The Palit GeForce GTX 260 Sonic 216 SP

The Palit GeForce GTX 260 Sonic 216 SP

First of all, the card's name should give you a clue of what to expect. The Sonic badge, much like Type-R badges on souped-up Hondas, indicates that it is from Palit's line of factory-overclocked cards. If you are wondering, and you must be, the Palit GTX 260+ Sonic comes with its core clocked at 625MHz, memory at 2200MHz DDR and shaders at 1348MHz, substantially more than the reference's clock speeds of 576MHz at the core, 1998MHz DDR at the memory, and finally, 1242MHz at the shaders. What these figures all mean is that it should perform significantly better than a reference GTX 260+.

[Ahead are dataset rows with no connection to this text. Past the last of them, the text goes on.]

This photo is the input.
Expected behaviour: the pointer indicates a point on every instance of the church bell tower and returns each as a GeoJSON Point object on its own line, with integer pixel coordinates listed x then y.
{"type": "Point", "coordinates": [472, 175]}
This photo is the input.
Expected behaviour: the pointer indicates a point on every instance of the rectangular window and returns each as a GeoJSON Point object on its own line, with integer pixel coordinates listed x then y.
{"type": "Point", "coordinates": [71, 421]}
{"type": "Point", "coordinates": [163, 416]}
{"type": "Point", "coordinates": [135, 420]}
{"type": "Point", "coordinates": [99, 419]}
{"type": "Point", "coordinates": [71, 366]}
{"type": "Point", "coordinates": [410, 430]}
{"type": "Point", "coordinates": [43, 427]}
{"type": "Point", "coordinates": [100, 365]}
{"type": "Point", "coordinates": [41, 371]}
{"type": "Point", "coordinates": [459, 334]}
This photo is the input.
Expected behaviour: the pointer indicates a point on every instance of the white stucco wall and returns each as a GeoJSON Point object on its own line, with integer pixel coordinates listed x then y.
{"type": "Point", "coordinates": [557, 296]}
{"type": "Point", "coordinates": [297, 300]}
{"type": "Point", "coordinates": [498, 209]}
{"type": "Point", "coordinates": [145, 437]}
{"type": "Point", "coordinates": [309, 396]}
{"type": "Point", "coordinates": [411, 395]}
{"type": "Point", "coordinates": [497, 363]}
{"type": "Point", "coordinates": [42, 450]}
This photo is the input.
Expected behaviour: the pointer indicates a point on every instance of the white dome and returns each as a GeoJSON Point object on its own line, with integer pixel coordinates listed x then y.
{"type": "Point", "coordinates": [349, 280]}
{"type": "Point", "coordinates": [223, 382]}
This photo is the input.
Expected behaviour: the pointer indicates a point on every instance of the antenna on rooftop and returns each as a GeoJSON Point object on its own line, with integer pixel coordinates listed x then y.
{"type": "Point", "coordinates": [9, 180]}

However, sheer outright clock speeds are not the core focus in this segement. The highlight of this card has got to be its customized cooler. The cooler, at first glance, is remarkably similar to the one found the Revolution 700, except that it is slimmer and the whole card only occupies two slots in total. It features massive twin 75mm fans, which blow cool air over an elaborate heatsink with triple heat pipes and multiple fins. It looks really aggressive and we are hoping for some good temperature readings in our tests.

The Palit GTX 260+ employs what seems to be a twin-slot version of the very same cooler than was used in the triple-slot Revolution 700.

Palit's custom cooler on top, NVIDIA's boring reference cooler at the bottom; look at the world of difference!

A closeup of the rather large 75mm fans, which blows cool air onto the large elaborate heatsink just underneath.

Sadly, the Palit GTX 260+ Sonic comes only with the standard two Dual-Link DVI outputs and 7-pin mini-DIN. An additional HDMI or DisplayPort would have been ideal.

Two SLI connectors mean 3-way SLI is a possibility, and with NVIDIA's flexible configurations, you can hook up an older card to offload PhysX processing if it pleases you.